Crystal Jones dreamed up the idea of a tomboyish girl group with a hip-hop image in 1990. Tionne Watkins and Lisa Lopes soon joined her, and they called themselves 2nd Nature before changing their name to T.L.C., a word made up of their first names’ initials.

A band portrait.
Source: Pinterest

However, when they auditioned for a record label, the executive didn’t like Crystal and wanted to replace her. The other members asked Jones to leave and proceeded to sign a record deal. She was then replaced by Rozonda Thomas, who was nicknamed “Chilli.”

My Chemical Romance: Matt Pelissier

When My Chemical Romance first banded together in the early 2000s, Matt Pelissier was their drummer. Matt and Gerard Way founded the group together and practiced in Matt’s attic. They were soon joined by Gerard’s brother, Ray Toro and Frank Iero.
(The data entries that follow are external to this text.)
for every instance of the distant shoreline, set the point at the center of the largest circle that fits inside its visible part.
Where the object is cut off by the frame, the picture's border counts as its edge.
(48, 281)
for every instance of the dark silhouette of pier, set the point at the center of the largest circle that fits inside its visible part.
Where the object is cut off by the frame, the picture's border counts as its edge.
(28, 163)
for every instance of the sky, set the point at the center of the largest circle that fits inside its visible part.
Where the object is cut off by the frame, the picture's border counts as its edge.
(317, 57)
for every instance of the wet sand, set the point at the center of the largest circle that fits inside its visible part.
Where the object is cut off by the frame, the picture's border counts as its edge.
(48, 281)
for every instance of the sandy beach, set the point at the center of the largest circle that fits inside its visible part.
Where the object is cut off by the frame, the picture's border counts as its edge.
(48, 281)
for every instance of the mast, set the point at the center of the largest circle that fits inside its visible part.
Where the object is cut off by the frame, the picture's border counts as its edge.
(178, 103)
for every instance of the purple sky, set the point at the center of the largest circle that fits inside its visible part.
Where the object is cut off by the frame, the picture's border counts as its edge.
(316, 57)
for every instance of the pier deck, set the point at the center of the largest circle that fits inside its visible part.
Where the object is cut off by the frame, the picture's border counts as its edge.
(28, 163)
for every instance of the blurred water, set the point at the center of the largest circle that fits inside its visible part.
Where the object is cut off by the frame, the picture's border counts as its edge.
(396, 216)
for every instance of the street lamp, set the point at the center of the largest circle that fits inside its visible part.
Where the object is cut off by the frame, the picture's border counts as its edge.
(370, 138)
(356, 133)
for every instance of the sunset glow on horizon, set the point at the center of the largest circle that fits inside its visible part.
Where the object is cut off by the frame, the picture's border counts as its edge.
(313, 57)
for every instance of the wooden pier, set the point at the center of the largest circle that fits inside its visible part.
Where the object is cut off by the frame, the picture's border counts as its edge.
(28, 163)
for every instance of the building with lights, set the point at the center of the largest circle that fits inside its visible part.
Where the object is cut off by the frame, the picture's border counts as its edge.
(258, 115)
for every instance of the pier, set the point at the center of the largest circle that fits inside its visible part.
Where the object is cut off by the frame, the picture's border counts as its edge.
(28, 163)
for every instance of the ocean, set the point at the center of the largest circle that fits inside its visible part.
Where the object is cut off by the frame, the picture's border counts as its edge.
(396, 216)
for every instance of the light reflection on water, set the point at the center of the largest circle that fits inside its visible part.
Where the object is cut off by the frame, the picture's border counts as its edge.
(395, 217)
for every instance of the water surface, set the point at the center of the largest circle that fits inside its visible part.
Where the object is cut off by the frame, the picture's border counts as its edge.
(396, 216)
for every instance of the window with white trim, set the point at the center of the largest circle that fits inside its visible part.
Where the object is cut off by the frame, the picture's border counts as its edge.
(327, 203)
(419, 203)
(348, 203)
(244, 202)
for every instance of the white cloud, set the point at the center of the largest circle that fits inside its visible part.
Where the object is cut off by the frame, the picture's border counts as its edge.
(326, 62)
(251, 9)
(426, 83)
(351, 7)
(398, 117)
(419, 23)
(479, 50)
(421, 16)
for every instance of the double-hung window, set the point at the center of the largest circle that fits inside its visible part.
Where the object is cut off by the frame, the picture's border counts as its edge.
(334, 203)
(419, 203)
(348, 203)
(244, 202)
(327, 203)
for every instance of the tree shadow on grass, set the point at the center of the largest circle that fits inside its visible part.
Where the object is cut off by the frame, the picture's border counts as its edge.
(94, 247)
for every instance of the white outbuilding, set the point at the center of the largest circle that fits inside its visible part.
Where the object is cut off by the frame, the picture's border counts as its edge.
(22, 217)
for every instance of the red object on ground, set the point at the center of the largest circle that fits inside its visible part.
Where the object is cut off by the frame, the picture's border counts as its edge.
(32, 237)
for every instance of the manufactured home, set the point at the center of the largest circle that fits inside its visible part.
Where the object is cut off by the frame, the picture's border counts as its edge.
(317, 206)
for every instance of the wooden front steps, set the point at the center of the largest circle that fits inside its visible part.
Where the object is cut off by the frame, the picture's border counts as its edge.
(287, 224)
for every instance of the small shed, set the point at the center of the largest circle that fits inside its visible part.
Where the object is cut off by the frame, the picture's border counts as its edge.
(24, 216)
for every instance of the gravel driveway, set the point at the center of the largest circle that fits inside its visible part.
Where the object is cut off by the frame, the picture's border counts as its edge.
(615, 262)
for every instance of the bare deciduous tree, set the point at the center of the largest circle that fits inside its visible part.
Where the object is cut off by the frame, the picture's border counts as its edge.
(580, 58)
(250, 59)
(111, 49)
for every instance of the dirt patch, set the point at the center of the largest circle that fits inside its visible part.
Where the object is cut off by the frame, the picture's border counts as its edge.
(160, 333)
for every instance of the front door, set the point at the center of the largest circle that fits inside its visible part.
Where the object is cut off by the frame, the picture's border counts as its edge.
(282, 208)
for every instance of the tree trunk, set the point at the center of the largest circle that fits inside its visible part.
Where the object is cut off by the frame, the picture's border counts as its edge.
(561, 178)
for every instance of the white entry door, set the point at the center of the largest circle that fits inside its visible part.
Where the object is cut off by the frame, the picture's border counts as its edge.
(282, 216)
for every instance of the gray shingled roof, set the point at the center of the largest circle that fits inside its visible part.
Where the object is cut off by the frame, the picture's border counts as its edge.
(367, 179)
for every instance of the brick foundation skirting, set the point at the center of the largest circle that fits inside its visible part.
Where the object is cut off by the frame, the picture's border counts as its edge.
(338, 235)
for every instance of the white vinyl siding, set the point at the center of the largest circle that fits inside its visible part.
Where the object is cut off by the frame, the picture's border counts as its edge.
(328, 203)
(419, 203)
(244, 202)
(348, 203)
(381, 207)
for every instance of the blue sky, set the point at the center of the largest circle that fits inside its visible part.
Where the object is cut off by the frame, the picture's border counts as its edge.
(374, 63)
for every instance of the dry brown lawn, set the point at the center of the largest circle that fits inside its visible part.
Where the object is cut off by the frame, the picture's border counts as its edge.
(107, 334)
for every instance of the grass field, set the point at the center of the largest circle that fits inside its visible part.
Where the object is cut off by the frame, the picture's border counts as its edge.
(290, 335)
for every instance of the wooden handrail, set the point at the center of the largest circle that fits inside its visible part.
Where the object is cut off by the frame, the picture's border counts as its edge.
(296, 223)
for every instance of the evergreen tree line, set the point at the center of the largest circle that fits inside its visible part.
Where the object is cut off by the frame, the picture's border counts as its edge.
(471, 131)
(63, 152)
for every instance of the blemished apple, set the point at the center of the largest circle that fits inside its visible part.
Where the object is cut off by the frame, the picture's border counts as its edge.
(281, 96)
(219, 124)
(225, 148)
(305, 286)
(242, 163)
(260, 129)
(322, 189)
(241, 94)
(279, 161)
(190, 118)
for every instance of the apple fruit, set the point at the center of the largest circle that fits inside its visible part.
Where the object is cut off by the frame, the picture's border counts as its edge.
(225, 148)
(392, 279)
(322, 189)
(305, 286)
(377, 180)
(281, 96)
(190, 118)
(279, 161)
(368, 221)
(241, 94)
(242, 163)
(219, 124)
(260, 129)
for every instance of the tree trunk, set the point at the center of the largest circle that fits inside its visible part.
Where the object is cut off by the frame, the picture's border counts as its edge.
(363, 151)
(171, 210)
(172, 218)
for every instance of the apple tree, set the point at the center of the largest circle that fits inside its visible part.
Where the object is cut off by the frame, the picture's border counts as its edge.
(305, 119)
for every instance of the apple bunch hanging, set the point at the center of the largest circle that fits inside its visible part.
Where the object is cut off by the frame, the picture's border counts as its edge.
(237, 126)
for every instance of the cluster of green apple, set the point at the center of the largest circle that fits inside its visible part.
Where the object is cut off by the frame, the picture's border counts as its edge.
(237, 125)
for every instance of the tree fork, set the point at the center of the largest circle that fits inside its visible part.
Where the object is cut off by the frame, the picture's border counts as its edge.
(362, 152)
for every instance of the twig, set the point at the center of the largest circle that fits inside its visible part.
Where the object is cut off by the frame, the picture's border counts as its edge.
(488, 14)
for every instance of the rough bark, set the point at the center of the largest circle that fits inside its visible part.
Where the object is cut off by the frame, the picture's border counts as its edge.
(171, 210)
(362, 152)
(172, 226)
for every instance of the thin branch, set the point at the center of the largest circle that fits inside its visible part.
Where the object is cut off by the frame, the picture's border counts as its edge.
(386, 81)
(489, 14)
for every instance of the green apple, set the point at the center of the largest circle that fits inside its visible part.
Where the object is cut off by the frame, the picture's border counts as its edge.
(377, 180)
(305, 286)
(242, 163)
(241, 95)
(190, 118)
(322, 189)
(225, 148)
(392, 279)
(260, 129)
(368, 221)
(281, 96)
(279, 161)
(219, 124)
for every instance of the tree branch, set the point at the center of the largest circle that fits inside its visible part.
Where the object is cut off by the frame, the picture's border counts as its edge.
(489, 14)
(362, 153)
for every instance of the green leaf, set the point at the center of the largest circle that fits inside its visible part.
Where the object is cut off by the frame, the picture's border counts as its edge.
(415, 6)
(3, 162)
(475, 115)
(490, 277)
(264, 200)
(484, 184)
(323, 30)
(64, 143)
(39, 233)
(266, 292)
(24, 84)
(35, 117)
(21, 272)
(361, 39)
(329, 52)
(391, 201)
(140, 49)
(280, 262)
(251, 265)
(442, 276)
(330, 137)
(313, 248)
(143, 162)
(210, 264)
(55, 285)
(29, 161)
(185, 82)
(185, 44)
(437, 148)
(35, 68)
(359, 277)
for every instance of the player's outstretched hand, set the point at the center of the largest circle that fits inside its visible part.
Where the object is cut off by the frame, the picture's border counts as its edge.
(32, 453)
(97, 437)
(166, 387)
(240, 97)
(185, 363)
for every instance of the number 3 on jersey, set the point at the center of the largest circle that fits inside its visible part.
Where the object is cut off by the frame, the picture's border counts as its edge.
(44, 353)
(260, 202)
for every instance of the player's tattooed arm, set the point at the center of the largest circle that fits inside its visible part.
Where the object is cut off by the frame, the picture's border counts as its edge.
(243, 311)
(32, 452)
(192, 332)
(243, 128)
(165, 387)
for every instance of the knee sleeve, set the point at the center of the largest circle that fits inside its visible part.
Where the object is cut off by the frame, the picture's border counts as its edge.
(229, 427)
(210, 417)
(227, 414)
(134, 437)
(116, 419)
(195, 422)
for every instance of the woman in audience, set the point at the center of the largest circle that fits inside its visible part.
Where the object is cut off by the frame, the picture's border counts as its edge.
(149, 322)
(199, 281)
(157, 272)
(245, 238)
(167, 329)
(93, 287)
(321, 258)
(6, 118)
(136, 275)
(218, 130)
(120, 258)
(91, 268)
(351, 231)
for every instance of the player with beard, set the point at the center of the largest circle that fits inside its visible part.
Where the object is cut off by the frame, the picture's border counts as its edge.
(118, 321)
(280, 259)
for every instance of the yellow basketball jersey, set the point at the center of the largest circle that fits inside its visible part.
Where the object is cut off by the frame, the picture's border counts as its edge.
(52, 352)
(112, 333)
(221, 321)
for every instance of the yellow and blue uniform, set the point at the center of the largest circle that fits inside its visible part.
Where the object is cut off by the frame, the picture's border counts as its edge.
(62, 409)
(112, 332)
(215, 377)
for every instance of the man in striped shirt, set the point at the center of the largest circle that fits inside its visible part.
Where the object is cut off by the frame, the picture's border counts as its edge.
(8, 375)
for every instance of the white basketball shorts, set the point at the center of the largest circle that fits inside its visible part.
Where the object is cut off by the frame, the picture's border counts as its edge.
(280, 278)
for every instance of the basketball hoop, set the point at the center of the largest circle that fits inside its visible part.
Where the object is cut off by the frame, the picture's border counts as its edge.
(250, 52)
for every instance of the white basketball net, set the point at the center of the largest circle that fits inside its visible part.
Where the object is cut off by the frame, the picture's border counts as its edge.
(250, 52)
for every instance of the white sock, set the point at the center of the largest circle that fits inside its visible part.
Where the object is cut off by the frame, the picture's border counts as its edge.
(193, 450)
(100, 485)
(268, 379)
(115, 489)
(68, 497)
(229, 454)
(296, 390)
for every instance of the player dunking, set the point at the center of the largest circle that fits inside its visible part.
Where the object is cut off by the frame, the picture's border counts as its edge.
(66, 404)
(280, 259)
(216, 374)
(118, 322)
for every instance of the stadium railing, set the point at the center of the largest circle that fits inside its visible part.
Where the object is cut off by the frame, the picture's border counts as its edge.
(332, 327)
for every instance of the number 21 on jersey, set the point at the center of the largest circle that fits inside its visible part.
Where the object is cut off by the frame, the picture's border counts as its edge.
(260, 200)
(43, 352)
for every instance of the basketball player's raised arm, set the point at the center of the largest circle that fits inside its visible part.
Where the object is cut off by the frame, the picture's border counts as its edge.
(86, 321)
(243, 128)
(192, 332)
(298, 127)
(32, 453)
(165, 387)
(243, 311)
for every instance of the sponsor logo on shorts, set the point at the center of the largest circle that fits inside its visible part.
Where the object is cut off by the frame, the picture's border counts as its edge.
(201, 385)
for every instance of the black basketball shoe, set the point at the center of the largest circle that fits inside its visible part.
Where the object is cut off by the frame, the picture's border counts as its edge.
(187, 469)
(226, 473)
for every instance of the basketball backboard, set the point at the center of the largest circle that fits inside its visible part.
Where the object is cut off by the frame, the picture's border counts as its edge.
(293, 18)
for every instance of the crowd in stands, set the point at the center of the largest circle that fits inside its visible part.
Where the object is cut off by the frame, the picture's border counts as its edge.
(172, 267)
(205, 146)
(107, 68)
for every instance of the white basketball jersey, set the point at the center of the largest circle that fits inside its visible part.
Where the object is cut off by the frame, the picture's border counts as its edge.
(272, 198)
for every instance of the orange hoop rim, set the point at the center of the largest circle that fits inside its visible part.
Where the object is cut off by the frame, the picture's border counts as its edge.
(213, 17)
Matt Pelissier attends an event.
Photo by Kevin Kane/WireImage/Getty Images

They then recorded their debut album, I Brought You My Bullets, You Brought Me Your Love. In 2004, they released their second album and replaced Matt Pelissier with Bob Bryar on the drums one month later. The band never shared why Matt was cut, but there are many theories.

Blink 182: Scott Raynor

Scott Raynor and Tom DeLonge formed the band Blink in Raynor’s bedroom in 1992, with Mark Hoppus. They then signed with Cargo Music and spent 1993 recording their first album while Scott was still in high school. However, just after the trio started getting famous, Raynor began having issues.

A picture of Scott Raynor.
Source: Reddit

He wanted to go to college and suffered from alcohol abuse, which began to ruin Blink 182’s performances. In 1999, his bandmates kicked Scott out and replaced him with Travis Barker, who helped propel Blink to pop-punk stardom.

Nirvana: Chad Channing

Chad Channing started drumming for Nirvana in 1988 and played on most songs in the band’s first album, Bleached, from 1989. They began their second record in 1990, and Channing was bummed that Kurt Cobain and Krist Novoselic wouldn’t let him write songs.

A picture of Kurt Cobain, Krist Novoselic, and Chad Channing.
Source: Pinterest

Meanwhile, Cobain and Novoselic became unhappy with Chad’s drumming and had him leave Nirvana in May of 1990. By autumn of that year, they’d recruited Dave Grohl in Channing’s place. The song Polly on Nevermind features Channing on the drums, although, until recently, he was uncredited.